You have full control over the formatting by using the strftime() method and using an appropriate format string.
http://docs.python.org/library/datetime.html#strftime-strptime-behavior
Use a date not a datetime if you dont care about the time.
>>> now = datetime.now()
>>> now.date()
datetime.date(2011, 3, 29)
You can update a datetime like this:
>>> now.replace(minute=0, hour=0, second=0, microsecond=0)
datetime.datetime(2011, 3, 29, 0, 0)
You can use datetime.strftime to extract the day, the month, the year…
Example :
from datetime import datetime
d = datetime.today()
# Retrieves the day and the year
print d.strftime("%d-%Y")
Output (for today):
29-2011
If you just want to retrieve the day, you can use day attribute like :
from datetime import datetime
d = datetime.today()
# Retrieves the day
print d.day
Ouput (for today):
29
I think this is what you’re looking for…
>>> import datetime
>>> dt = datetime.datetime.now()
>>> dt = dt.replace(hour=0, minute=0, second=0, microsecond=0) # Returns a copy
>>> dt
datetime.datetime(2011, 3, 29, 0, 0)
But if you really don’t care about the time aspect of things, then you should really only be passing around date objects…
>>> d_truncated = datetime.date(dt.year, dt.month, dt.day)
>>> d_truncated
datetime.date(2011, 3, 29)
You cannot truncate a datetime object because it is immutable.
However, here is one way to construct a new datetime with 0 hour, minute, second, and microsecond fields, without throwing away the original date or tzinfo:
newdatetime = now.replace(hour=0, minute=0, second=0, microsecond=0)

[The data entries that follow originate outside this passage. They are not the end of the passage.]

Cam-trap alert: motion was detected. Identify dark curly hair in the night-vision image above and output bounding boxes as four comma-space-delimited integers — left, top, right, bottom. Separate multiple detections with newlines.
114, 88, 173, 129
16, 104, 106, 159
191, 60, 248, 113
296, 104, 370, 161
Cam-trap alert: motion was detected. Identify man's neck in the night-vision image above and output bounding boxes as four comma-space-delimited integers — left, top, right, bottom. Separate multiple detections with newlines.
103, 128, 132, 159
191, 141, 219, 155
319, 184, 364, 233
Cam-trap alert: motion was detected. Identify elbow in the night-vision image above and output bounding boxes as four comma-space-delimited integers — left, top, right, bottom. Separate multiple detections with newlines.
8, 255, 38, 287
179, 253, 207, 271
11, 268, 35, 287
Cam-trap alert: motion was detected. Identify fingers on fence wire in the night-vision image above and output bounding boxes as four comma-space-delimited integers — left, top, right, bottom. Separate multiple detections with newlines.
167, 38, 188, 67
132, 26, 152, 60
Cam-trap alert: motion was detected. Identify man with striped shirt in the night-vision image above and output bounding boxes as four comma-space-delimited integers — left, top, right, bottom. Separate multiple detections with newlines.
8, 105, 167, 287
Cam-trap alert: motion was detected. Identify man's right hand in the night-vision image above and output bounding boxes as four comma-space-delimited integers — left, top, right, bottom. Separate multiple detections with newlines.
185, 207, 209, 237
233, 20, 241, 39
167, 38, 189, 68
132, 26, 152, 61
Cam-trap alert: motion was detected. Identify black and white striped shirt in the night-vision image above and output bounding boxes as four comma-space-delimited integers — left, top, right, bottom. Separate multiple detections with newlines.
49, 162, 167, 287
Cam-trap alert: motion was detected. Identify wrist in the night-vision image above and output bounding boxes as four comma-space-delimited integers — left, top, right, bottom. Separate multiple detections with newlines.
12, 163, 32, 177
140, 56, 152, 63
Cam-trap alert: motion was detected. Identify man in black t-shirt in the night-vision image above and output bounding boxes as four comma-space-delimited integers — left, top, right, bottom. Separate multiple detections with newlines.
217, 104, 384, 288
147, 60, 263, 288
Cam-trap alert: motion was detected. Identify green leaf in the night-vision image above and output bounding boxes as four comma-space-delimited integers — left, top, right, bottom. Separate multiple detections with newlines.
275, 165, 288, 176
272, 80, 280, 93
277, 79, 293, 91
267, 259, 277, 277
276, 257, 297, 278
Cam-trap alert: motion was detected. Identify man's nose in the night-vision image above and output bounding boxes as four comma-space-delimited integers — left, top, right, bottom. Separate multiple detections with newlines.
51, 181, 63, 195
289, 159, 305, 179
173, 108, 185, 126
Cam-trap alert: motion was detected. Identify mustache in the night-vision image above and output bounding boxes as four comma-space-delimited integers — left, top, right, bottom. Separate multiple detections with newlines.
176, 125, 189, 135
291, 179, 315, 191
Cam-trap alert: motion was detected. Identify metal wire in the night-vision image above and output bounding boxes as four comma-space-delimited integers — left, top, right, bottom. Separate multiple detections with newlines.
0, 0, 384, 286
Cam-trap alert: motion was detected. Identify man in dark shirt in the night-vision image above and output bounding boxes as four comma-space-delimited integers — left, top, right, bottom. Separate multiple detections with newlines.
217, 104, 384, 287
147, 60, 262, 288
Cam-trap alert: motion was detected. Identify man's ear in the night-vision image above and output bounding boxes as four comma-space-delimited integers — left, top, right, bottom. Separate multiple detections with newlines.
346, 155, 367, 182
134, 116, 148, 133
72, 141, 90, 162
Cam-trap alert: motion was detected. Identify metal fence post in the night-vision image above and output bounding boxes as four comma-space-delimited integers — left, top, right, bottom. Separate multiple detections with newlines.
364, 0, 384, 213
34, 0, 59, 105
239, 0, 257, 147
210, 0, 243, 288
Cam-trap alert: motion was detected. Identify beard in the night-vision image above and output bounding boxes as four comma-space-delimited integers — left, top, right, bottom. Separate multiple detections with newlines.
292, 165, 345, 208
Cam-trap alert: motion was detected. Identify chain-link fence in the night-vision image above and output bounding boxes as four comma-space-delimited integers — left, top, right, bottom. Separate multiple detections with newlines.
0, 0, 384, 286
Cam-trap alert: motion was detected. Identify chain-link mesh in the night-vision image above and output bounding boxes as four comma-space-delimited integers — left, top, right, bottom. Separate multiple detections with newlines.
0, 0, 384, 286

There is a module datetime_truncate which handlers this for you. It just calls datetime.replace.
To get a midnight corresponding to a given datetime object, you could use datetime.combine() method:
>>> from datetime import datetime, time
>>> dt = datetime.utcnow()
>>> dt.date()
datetime.date(2015, 2, 3)
>>> datetime.combine(dt, time.min)
datetime.datetime(2015, 2, 3, 0, 0)
The advantage compared to the .replace() method is that datetime.combine()-based solution will continue to work even if datetime module introduces the nanoseconds support.

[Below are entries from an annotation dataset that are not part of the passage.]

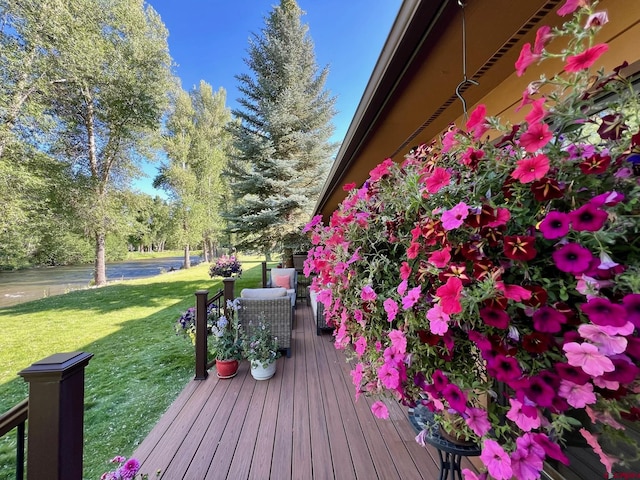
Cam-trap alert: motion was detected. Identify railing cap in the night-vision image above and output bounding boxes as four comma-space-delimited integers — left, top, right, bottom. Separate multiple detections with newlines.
18, 352, 93, 380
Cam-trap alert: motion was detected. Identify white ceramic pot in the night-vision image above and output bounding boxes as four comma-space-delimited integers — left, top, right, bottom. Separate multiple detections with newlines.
251, 360, 276, 380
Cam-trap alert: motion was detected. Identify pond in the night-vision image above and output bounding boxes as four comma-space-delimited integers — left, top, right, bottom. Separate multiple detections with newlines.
0, 257, 200, 308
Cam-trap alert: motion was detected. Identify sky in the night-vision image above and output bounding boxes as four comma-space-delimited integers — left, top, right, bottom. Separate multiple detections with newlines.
134, 0, 402, 195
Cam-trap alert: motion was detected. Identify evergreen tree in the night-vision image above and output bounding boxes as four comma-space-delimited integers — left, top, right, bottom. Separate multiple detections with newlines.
225, 0, 335, 254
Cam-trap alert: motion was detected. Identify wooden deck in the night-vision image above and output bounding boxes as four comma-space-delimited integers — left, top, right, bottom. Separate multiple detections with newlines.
134, 300, 478, 480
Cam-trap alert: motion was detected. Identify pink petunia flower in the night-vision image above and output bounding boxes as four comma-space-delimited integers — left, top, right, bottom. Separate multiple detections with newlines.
442, 202, 469, 230
539, 211, 571, 240
426, 167, 451, 193
429, 246, 451, 268
520, 122, 553, 153
569, 203, 608, 232
465, 407, 491, 437
382, 298, 398, 322
564, 43, 609, 72
551, 243, 593, 275
360, 285, 378, 302
562, 342, 615, 377
480, 439, 513, 480
402, 286, 421, 310
511, 154, 549, 183
436, 277, 462, 315
558, 380, 596, 408
427, 303, 449, 335
558, 0, 587, 17
580, 297, 627, 327
371, 400, 389, 419
507, 398, 540, 432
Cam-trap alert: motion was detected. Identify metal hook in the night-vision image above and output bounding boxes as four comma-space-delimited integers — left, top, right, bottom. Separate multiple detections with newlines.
456, 0, 479, 120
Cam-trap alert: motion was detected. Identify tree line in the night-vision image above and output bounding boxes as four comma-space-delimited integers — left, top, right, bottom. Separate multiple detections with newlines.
0, 0, 335, 285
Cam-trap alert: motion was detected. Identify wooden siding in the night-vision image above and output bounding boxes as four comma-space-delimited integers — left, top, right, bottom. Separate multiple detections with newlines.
134, 300, 478, 480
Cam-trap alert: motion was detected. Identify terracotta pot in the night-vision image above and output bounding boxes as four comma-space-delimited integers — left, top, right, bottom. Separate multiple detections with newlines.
216, 360, 238, 378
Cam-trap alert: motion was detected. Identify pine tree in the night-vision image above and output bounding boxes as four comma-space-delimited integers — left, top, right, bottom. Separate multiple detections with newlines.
225, 0, 336, 254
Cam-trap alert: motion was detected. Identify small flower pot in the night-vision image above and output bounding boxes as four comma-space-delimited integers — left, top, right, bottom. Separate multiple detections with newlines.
251, 360, 276, 380
216, 360, 238, 378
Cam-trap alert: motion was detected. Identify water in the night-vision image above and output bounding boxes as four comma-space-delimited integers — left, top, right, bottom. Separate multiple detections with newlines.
0, 257, 199, 307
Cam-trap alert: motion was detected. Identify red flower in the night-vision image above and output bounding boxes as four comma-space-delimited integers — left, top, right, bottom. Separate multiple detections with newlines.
531, 177, 564, 202
436, 277, 462, 315
511, 154, 549, 183
564, 43, 609, 72
504, 235, 538, 262
520, 122, 553, 153
578, 153, 611, 175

tzinfo can be preserved if necessary but the utc offset may be different at midnight e.g., due to a DST transition and therefore a naive solution (setting tzinfo time attribute) may fail. See How do I get the UTC time of “midnight” for a given timezone?
There is a great library used to manipulate dates: Delorean
import datetime
from delorean import Delorean
now = datetime.datetime.now()
d = Delorean(now, timezone='US/Pacific')
>>> now
datetime.datetime(2015, 3, 26, 19, 46, 40, 525703)
>>> d.truncate('second')
Delorean(datetime=2015-03-26 19:46:40-07:00, timezone='US/Pacific')
>>> d.truncate('minute')
Delorean(datetime=2015-03-26 19:46:00-07:00, timezone='US/Pacific')
>>> d.truncate('hour')
Delorean(datetime=2015-03-26 19:00:00-07:00, timezone='US/Pacific')
>>> d.truncate('day')
Delorean(datetime=2015-03-26 00:00:00-07:00, timezone='US/Pacific')
>>> d.truncate('month')
Delorean(datetime=2015-03-01 00:00:00-07:00, timezone='US/Pacific')
>>> d.truncate('year')
Delorean(datetime=2015-01-01 00:00:00-07:00, timezone='US/Pacific')

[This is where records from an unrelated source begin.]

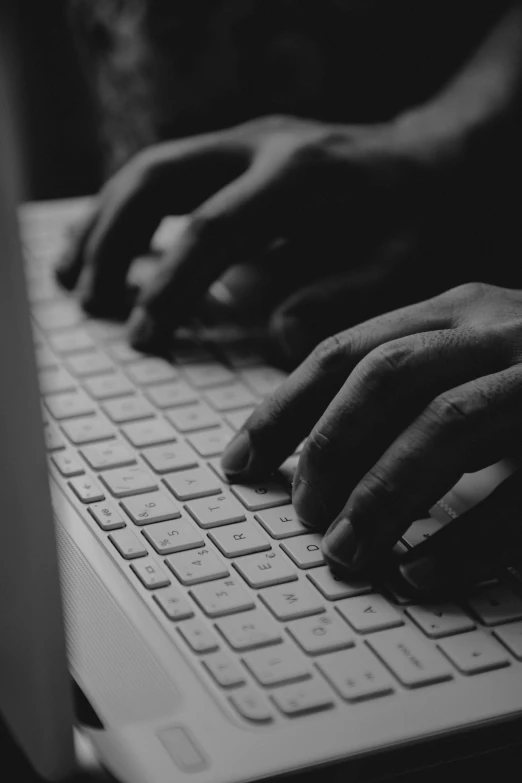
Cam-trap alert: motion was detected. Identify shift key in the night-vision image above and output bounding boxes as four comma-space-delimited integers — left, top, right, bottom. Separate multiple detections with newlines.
366, 628, 453, 688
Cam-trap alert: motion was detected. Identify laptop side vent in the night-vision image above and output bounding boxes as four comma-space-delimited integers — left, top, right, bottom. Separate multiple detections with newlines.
56, 522, 180, 726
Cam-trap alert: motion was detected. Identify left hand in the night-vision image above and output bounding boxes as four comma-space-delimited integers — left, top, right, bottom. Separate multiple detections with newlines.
219, 283, 522, 589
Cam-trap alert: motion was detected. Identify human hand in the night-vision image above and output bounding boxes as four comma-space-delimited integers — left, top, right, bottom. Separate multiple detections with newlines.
58, 112, 438, 348
222, 283, 522, 589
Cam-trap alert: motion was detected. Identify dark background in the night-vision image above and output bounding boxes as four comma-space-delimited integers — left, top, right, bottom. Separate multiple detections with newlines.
13, 0, 102, 199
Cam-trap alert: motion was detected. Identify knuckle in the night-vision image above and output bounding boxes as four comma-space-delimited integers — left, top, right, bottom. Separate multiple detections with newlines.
312, 334, 348, 374
363, 341, 412, 379
354, 465, 397, 505
189, 211, 223, 244
425, 394, 476, 433
303, 427, 339, 466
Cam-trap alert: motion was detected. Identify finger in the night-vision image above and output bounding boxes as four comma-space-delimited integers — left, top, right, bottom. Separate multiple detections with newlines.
392, 469, 522, 597
55, 204, 99, 291
222, 297, 453, 480
129, 153, 284, 350
270, 241, 424, 366
293, 328, 507, 528
76, 134, 248, 315
323, 365, 522, 571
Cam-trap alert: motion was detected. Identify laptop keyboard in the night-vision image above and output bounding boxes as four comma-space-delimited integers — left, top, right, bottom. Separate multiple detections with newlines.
21, 199, 522, 725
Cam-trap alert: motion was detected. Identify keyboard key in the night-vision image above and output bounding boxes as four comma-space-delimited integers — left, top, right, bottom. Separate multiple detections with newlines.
270, 679, 334, 716
184, 362, 235, 389
125, 358, 178, 386
225, 407, 255, 432
402, 517, 442, 547
306, 566, 373, 601
49, 329, 96, 356
493, 622, 522, 661
287, 613, 355, 655
468, 585, 522, 626
255, 505, 309, 538
85, 319, 127, 344
153, 586, 194, 620
160, 467, 222, 500
109, 529, 149, 560
165, 402, 221, 433
165, 547, 229, 585
406, 603, 476, 639
438, 631, 509, 674
216, 610, 283, 652
279, 533, 324, 568
187, 427, 233, 457
120, 492, 181, 525
145, 381, 198, 408
203, 652, 246, 688
89, 502, 126, 532
142, 443, 198, 474
83, 372, 134, 400
34, 344, 58, 370
143, 518, 205, 555
51, 450, 85, 478
38, 367, 77, 394
131, 559, 170, 590
190, 577, 255, 617
233, 551, 297, 588
240, 366, 287, 397
185, 493, 246, 528
45, 391, 95, 421
106, 342, 143, 364
102, 397, 154, 424
121, 419, 177, 449
100, 465, 158, 498
243, 643, 312, 687
317, 647, 395, 702
204, 383, 258, 412
80, 441, 136, 470
367, 628, 450, 688
208, 522, 271, 557
176, 617, 219, 653
229, 688, 273, 723
231, 481, 290, 511
278, 454, 299, 486
335, 593, 404, 633
69, 476, 105, 503
61, 415, 115, 446
259, 574, 325, 621
67, 351, 112, 378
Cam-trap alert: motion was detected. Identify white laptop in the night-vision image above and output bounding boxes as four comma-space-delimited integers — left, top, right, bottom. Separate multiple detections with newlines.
0, 27, 522, 783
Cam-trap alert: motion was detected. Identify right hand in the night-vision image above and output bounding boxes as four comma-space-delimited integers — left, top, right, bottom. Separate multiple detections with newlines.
54, 112, 444, 351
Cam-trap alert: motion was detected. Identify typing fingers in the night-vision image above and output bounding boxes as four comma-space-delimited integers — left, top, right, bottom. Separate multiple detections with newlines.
58, 133, 248, 315
129, 156, 287, 350
323, 364, 522, 571
394, 469, 522, 597
217, 292, 452, 480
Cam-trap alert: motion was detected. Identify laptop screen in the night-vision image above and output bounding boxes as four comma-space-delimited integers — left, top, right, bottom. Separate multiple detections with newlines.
0, 19, 74, 780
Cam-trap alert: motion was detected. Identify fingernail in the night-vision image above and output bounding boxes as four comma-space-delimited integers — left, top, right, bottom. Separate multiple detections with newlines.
323, 517, 360, 567
292, 479, 327, 527
399, 557, 438, 590
221, 430, 252, 476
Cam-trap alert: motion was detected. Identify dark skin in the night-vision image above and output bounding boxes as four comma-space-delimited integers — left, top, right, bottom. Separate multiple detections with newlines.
58, 3, 522, 592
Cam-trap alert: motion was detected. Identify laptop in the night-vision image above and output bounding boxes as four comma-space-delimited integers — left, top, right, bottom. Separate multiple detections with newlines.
0, 27, 522, 783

and if you want to get datetime value back:
>>> d.truncate('year').datetime
datetime.datetime(2015, 1, 1, 0, 0, tzinfo=<DstTzInfo 'US/Pacific' PDT-1 day, 17:00:00 DST>)
Four years later: another way, avoiding replace
I know the accepted answer from four years ago works, but this seems a tad lighter than using replace:
dt = datetime.date.today()
dt = datetime.datetime(dt.year, dt.month, dt.day)
Notes
- When you create a
datetime object without passing time properties to the constructor, you get midnight.
- As others have noted, this assumes you want a datetime object for later use with timedeltas.
- You can, of course, substitute this for the first line:
dt = datetime.datetime.now()
6 years later… I found this post and I liked more the numpy aproach:
import numpy as np
dates_array = np.array(['2013-01-01', '2013-01-15', '2013-01-30']).astype('datetime64[ns]')
truncated_dates = dates_array.astype('datetime64[D]')
cheers
You could use pandas for that (although it could be overhead for that task). You could use round, floor and ceil like for usual numbers and any pandas frequency from offset-aliases:
import pandas as pd
import datetime as dt
now = dt.datetime.now()
pd_now = pd.Timestamp(now)
freq = '1d'
pd_round = pd_now.round(freq)
dt_round = pd_round.to_pydatetime()
print(now)
print(dt_round)
"""
2018-06-15 09:33:44.102292
2018-06-15 00:00:00
"""
If you are dealing with a Series of type DateTime there is a more efficient way to truncate them, specially when the Series object has a lot of rows.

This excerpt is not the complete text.